Self-made billionaire and Microsoft cofounder Bill Gates would also like to see higher taxes levied on the top earners. "I think you can make the tax system take a much higher portion from people with great wealth," he said during an appearance on "The Late Show" with his wife, Melinda, in February 2019.

I think you can make the tax system take a much higher portion from people with great wealth.
Bill Gates

For practical reasons, Bill and Melinda Gates don't want lawmakers to get bogged down in arguments about the top marginal rate, which is currently 37%. "If you focus on that, you're missing the picture," Bill said in an interview with The Verge.

"In terms of revenue collection, you wouldn't want to just focus on the ordinary income rate, because people who are wealthy have a rounding error of ordinary income," he said. "They have income that just is the value of their stock, which if they don't sell it, it doesn't show up as income at all. Or if it shows up, it shows over in the capital gains side."

Instead, he suggested the government should be more progressive with "the estate tax and the tax on capital. ... We can be more progressive without really threatening income generation."

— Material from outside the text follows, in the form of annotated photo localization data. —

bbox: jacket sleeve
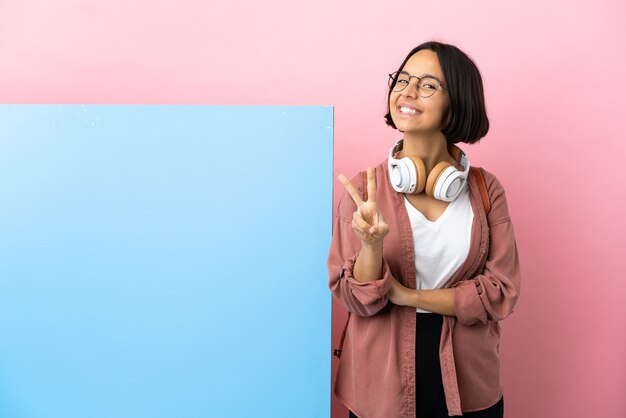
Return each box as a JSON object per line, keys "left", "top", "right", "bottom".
{"left": 452, "top": 171, "right": 521, "bottom": 325}
{"left": 327, "top": 172, "right": 392, "bottom": 317}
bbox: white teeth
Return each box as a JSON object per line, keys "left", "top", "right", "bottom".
{"left": 399, "top": 106, "right": 419, "bottom": 115}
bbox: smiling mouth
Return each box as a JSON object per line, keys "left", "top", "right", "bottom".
{"left": 398, "top": 106, "right": 421, "bottom": 116}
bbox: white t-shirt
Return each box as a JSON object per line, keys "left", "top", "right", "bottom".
{"left": 403, "top": 183, "right": 474, "bottom": 313}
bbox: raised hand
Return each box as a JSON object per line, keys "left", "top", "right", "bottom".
{"left": 338, "top": 167, "right": 390, "bottom": 246}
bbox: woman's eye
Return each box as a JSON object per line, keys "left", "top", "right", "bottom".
{"left": 423, "top": 84, "right": 436, "bottom": 90}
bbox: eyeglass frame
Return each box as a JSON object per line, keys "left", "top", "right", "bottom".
{"left": 388, "top": 71, "right": 448, "bottom": 98}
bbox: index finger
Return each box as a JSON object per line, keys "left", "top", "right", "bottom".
{"left": 338, "top": 173, "right": 364, "bottom": 207}
{"left": 366, "top": 167, "right": 376, "bottom": 203}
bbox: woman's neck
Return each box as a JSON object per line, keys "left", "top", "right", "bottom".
{"left": 398, "top": 132, "right": 456, "bottom": 173}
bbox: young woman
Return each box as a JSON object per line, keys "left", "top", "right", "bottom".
{"left": 328, "top": 41, "right": 521, "bottom": 418}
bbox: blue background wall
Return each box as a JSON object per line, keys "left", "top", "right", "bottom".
{"left": 0, "top": 105, "right": 333, "bottom": 418}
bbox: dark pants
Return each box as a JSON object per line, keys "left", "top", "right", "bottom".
{"left": 349, "top": 313, "right": 504, "bottom": 418}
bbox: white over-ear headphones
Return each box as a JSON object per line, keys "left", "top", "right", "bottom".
{"left": 387, "top": 139, "right": 470, "bottom": 202}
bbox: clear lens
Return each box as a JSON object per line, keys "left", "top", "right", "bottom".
{"left": 395, "top": 73, "right": 411, "bottom": 89}
{"left": 418, "top": 77, "right": 439, "bottom": 95}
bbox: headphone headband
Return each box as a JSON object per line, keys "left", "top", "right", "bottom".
{"left": 390, "top": 139, "right": 468, "bottom": 172}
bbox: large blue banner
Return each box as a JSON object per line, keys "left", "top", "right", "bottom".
{"left": 0, "top": 105, "right": 333, "bottom": 418}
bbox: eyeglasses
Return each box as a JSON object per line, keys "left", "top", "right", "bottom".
{"left": 388, "top": 71, "right": 447, "bottom": 98}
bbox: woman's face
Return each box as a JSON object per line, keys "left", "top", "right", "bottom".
{"left": 389, "top": 49, "right": 449, "bottom": 136}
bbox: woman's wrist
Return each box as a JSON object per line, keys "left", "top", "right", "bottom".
{"left": 399, "top": 287, "right": 419, "bottom": 307}
{"left": 411, "top": 289, "right": 456, "bottom": 316}
{"left": 361, "top": 240, "right": 383, "bottom": 253}
{"left": 354, "top": 242, "right": 384, "bottom": 282}
{"left": 407, "top": 288, "right": 419, "bottom": 307}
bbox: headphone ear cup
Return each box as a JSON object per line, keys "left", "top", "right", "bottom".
{"left": 436, "top": 167, "right": 467, "bottom": 201}
{"left": 389, "top": 158, "right": 411, "bottom": 193}
{"left": 425, "top": 161, "right": 452, "bottom": 198}
{"left": 407, "top": 156, "right": 426, "bottom": 194}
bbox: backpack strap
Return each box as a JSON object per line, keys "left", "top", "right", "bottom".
{"left": 334, "top": 311, "right": 351, "bottom": 358}
{"left": 470, "top": 166, "right": 491, "bottom": 216}
{"left": 333, "top": 167, "right": 491, "bottom": 358}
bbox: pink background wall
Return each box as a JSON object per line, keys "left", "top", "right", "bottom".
{"left": 2, "top": 1, "right": 625, "bottom": 417}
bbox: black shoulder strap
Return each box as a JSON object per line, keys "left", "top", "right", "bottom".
{"left": 470, "top": 166, "right": 491, "bottom": 216}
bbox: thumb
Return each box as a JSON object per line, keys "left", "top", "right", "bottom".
{"left": 370, "top": 224, "right": 388, "bottom": 237}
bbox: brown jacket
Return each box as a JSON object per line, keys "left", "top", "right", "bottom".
{"left": 328, "top": 158, "right": 521, "bottom": 417}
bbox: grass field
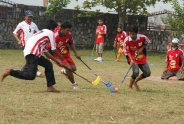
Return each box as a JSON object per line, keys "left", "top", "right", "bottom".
{"left": 0, "top": 50, "right": 184, "bottom": 124}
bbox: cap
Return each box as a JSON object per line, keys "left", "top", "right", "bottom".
{"left": 25, "top": 10, "right": 33, "bottom": 16}
{"left": 172, "top": 38, "right": 179, "bottom": 43}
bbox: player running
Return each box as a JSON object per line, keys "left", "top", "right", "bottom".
{"left": 1, "top": 20, "right": 67, "bottom": 92}
{"left": 124, "top": 25, "right": 151, "bottom": 91}
{"left": 47, "top": 21, "right": 81, "bottom": 89}
{"left": 113, "top": 26, "right": 128, "bottom": 62}
{"left": 161, "top": 38, "right": 184, "bottom": 80}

During a conversation with hundreds of high school students in New York City earlier this year, the couple specifically spoke out about the estate tax, which is levied on assets passed from one person to another, often from parent to child, at the time of death. Currently, it only applies to those who inherit estates worth more than $11.4 million.

If you're going to give money to your children, "you should be taxed at a very high rate for passing that on," said Melinda, "so that a lot of it goes to the government and some goes to your kids."

Bill chimed in: "You can go a long ways raising the estate tax, raising the capital gains tax and collecting more resources for the equity things we want government to be able to do."